The recent incidents also raise questions about the role of government and industry collaboration in addressing cyber threats. While the SEC’s requirement for reporting material cyber incidents is a step in the right direction, more proactive measures are needed. Government agencies should work closely with industry experts to develop and implement cybersecurity best practices specific to the hospitality sector.

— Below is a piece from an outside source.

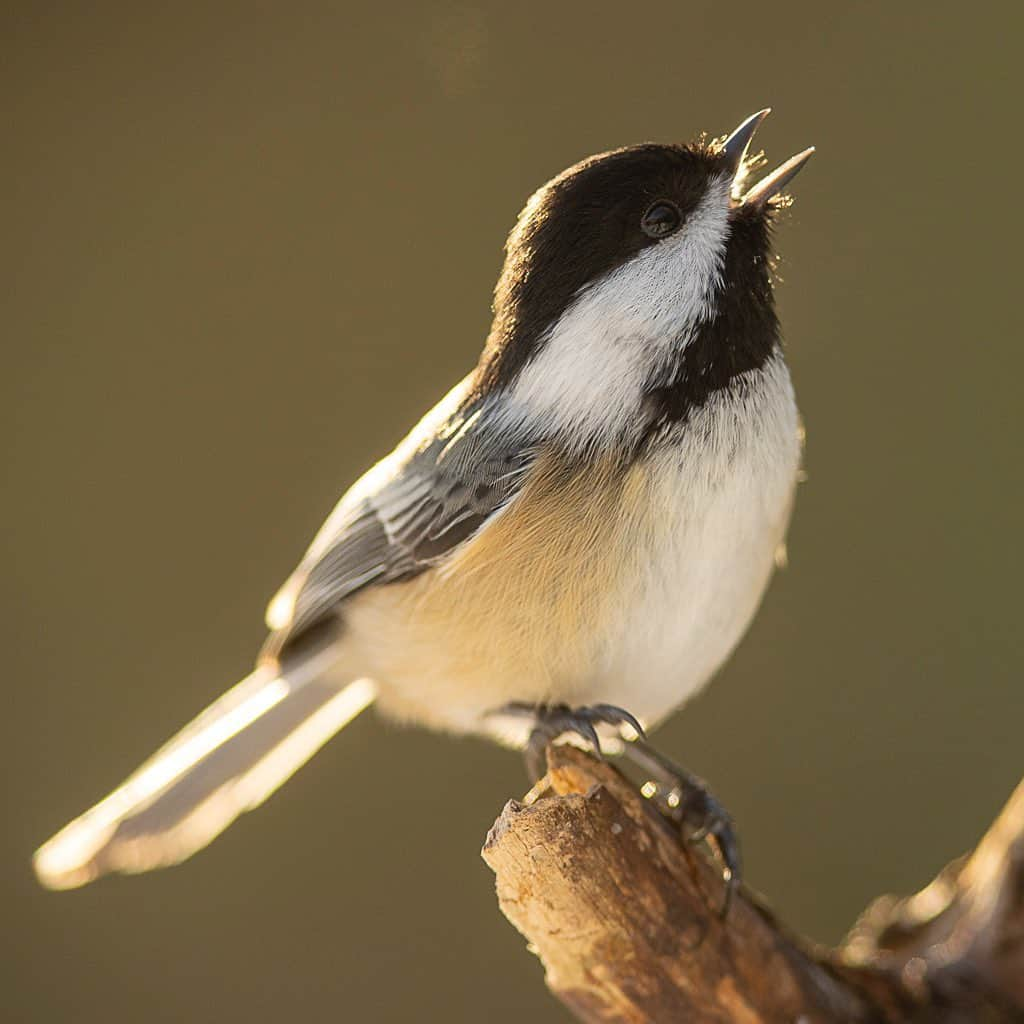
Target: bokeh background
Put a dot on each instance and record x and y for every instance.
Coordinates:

This collaboration could include sharing threat intelligence, conducting joint simulations and exercises, and providing guidance on incident response and recovery.

Editorial Opinion

The ransomware attacks on MGM Resorts and Caesars Entertainment reveal the urgent need for stronger cybersecurity measures within the hospitality industry. The incidents highlight the potential consequences of inadequate cybersecurity practices, including financial losses, reputational damage, and compromised customer trust.

While regulations like those implemented by the SEC are an important step towards transparency and accountability, they should be complemented by proactive cybersecurity strategies. The hospitality industry must prioritize investments in state-of-the-art cybersecurity defenses, employee training, and regular risk assessments. The focus should be on prevention rather than just response and recovery.

Additionally, government and industry collaboration is essential to effectively combat cyber threats. The government can provide guidance, support, and resources, while industry experts can contribute their in-depth knowledge of the sector to develop tailored solutions. By working together, they can create a more resilient and secure environment for both businesses and consumers.